At the same time, he was working at the Bennington Tennis Center, teaching some of the kids that he is coaching this season.

"I was fortunate to work with some talented kids," Trevor Grimshaw said.

Then long-time Mount Anthony coach Ken Turn retired and he recommended Trevor become the next coach of the Patriots.

"I had already worked with MAU guys and Ken had already recommended me, so I got a call from [former] athletic director Tim Brown asking if I was interested."

Last year, the MAU boys were 6-7 overall, but Trevor Grimshaw won the Marble Valley League's coach of the year award.

That makes two coach of the year awards for Trevor — he won one at MCLA as well — and zero for his dad.

"I've never won one of those coach of the year awards," Jeff Grimshaw said with a laugh.

Jeff said he's actually glad that he coaches the girls and Trevor coaches the boys.

"I'd love to coach against him, but I don't know if he feels that way," Jeff Grimshaw said.

Trevor said they do exchange information, but it's a little different because they wouldn't coach against each other.
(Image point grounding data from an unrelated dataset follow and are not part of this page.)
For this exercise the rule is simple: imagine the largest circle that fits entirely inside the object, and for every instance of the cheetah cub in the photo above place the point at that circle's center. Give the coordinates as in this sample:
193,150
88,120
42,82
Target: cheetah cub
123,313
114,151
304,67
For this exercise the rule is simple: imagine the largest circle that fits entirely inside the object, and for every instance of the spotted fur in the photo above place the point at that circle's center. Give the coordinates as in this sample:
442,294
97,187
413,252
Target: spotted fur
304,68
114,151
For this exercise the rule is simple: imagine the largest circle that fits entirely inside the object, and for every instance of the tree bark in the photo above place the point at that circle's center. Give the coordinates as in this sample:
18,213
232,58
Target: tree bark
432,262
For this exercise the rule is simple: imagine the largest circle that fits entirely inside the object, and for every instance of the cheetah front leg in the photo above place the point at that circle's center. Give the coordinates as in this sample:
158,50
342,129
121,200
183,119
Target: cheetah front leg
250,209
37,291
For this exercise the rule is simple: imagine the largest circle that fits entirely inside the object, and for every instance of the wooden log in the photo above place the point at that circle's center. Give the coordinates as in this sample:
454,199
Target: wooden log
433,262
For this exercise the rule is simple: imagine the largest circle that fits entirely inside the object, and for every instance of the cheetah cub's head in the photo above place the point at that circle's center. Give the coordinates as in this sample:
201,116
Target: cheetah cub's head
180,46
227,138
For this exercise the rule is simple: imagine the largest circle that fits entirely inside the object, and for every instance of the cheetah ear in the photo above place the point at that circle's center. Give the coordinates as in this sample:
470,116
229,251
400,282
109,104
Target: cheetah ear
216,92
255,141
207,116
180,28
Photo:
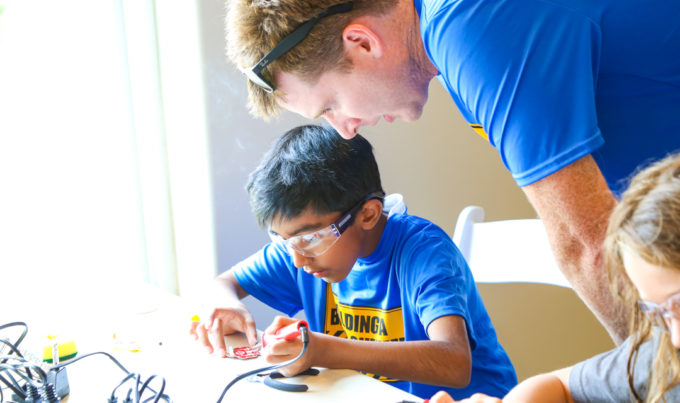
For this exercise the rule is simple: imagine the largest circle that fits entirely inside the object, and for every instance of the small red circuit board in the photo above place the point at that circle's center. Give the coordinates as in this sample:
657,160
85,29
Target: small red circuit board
244,353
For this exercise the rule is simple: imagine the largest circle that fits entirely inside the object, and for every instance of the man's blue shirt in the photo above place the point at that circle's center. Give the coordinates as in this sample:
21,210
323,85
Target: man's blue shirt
550,81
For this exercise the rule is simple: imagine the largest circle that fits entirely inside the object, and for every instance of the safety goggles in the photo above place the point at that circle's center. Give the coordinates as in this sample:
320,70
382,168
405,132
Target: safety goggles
660,315
319,242
288,43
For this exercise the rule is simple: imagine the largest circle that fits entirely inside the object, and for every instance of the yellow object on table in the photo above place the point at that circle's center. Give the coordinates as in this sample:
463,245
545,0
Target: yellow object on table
66,348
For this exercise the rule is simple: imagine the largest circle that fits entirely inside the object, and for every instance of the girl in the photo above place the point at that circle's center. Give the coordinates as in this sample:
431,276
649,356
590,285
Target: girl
642,250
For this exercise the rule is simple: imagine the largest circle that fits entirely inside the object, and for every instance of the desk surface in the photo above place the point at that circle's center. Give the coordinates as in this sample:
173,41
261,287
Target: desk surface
160,330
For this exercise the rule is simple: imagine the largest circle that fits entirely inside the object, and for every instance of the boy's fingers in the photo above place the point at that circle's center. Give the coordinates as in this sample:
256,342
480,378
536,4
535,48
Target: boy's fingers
203,337
193,329
216,336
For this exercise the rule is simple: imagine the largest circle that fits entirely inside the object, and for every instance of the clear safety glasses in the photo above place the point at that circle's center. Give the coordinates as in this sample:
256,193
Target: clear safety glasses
319,242
660,315
254,73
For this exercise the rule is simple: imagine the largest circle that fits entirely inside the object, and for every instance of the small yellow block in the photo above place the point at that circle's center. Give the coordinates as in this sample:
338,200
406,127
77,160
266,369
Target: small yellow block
66,348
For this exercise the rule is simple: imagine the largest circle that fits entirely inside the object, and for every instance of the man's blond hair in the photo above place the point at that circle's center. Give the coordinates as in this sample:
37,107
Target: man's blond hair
254,27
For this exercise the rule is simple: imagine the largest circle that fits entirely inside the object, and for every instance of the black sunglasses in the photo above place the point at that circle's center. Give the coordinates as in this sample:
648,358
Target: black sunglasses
288,43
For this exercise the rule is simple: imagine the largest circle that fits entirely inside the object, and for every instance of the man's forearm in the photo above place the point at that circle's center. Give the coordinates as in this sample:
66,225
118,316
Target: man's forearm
432,362
542,388
574,205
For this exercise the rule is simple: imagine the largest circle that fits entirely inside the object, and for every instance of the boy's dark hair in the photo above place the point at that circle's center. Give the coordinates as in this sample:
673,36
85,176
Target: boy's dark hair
312,166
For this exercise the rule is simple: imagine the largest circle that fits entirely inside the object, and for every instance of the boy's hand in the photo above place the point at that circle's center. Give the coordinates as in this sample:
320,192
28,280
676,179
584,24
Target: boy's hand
281,350
443,397
221,322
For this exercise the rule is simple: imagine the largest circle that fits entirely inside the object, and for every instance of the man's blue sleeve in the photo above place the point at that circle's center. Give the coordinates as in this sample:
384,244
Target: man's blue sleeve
526,73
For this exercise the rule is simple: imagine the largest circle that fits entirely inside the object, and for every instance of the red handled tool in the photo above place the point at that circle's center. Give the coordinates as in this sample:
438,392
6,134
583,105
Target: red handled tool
288,333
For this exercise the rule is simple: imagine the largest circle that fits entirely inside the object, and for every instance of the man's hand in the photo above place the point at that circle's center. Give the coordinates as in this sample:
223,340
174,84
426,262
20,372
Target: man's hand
221,322
277,351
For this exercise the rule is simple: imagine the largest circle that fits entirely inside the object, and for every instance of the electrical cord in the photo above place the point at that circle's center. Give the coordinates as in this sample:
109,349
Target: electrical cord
304,335
36,379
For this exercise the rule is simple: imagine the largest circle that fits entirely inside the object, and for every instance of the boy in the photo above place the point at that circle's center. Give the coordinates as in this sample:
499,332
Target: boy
366,277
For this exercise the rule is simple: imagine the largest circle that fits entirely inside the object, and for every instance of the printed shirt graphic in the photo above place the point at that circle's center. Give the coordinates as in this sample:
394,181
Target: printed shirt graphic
363,323
415,275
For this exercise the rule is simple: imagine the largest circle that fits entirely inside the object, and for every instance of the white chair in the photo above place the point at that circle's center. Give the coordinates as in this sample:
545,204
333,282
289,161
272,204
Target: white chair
506,251
540,321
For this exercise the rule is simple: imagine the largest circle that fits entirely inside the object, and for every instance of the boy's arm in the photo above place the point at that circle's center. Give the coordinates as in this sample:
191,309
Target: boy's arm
443,360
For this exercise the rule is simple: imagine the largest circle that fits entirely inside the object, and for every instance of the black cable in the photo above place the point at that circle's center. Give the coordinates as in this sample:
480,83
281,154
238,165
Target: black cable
113,393
71,361
305,344
16,388
23,334
157,394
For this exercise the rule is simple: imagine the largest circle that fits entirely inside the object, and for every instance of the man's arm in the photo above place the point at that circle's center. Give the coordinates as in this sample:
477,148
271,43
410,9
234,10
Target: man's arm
575,204
443,360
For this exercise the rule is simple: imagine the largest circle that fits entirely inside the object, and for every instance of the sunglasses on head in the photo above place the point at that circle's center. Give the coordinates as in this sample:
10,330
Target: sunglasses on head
254,73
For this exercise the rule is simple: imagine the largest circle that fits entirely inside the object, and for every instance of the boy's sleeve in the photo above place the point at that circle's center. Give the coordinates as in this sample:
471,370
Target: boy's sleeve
270,276
437,275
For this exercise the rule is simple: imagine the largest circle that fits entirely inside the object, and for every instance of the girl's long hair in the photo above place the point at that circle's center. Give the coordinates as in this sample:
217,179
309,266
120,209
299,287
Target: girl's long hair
647,222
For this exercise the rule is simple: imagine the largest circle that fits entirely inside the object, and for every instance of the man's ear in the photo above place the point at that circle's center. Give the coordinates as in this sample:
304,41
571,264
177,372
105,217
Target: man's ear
359,40
370,214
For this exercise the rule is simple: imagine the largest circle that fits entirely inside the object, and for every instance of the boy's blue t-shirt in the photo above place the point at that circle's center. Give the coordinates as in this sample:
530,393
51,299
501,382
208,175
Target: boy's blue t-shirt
550,81
415,275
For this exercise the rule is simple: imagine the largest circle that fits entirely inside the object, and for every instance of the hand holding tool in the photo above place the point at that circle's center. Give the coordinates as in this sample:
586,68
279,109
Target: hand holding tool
288,333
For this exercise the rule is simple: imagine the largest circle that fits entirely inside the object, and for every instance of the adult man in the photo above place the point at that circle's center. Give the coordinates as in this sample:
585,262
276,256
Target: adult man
573,94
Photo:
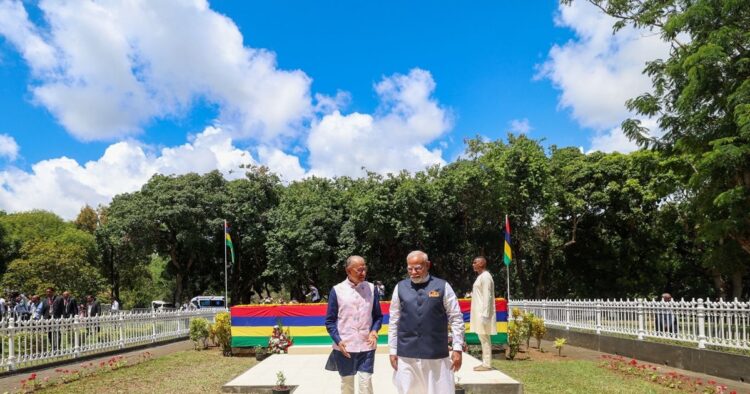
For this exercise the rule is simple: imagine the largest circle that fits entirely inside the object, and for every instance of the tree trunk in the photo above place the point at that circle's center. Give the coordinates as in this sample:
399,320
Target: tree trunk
737,284
718,283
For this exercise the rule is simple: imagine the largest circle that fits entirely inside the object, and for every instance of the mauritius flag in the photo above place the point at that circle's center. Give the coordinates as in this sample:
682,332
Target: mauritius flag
507,254
228,239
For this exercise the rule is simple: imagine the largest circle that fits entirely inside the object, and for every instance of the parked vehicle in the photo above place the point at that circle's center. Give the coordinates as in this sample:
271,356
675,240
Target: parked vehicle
208,302
161,306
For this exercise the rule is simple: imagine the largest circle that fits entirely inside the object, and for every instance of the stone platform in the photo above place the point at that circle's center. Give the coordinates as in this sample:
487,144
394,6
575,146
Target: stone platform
304,368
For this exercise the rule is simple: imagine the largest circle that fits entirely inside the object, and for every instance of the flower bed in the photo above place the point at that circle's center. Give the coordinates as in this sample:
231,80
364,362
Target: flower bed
67,375
670,379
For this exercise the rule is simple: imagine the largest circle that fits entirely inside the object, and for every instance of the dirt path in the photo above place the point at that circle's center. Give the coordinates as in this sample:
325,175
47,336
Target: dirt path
11,383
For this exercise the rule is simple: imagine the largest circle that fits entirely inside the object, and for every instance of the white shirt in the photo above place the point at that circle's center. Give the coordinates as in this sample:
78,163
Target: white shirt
452,309
483,319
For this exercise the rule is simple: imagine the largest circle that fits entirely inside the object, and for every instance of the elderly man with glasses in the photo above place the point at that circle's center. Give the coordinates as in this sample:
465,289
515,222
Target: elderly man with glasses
353,320
422,308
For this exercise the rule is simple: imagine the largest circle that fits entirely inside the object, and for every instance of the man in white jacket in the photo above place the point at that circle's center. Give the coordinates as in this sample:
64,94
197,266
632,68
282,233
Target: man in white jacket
483,320
422,308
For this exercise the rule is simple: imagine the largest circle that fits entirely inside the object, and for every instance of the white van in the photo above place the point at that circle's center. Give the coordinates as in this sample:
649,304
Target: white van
161,306
208,302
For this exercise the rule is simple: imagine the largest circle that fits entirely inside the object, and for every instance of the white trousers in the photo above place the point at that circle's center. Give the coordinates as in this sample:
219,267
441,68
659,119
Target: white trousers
484,340
365,383
421,376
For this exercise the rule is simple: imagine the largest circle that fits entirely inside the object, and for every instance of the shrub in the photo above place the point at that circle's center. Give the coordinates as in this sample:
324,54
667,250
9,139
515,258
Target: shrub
538,330
199,332
223,332
527,319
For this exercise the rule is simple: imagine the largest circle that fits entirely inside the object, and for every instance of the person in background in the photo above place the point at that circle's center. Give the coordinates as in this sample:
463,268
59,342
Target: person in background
21,309
93,308
314,294
483,321
422,308
36,307
115,305
381,289
666,321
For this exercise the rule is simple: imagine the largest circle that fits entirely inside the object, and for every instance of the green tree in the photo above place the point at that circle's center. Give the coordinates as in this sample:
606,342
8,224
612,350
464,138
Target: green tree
65,261
701,99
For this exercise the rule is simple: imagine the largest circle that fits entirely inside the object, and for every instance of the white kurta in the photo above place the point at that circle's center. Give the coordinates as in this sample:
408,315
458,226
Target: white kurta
483,320
423,376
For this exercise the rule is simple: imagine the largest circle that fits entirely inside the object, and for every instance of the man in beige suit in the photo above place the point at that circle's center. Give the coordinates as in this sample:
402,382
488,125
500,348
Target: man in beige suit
483,321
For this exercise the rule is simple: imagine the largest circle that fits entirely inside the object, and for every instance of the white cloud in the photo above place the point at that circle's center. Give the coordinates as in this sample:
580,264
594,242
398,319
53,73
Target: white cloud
63,186
395,137
105,69
597,71
8,147
614,140
521,126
"Sometimes we give each other tips and tricks, but we're both really busy right now," Trevor Grimshaw said. "We've shared some practice tips, but we have our own formulas for coaching. We have a lot of the same philosophy is coaching, but how he does it is different."

And of course, if the teams remain on the track they are on, they could both be watching each other coach for a state championship.

"I'm looking forward to the playoffs and to see what we can do, I think we can do pretty well," Trevor Grimshaw said.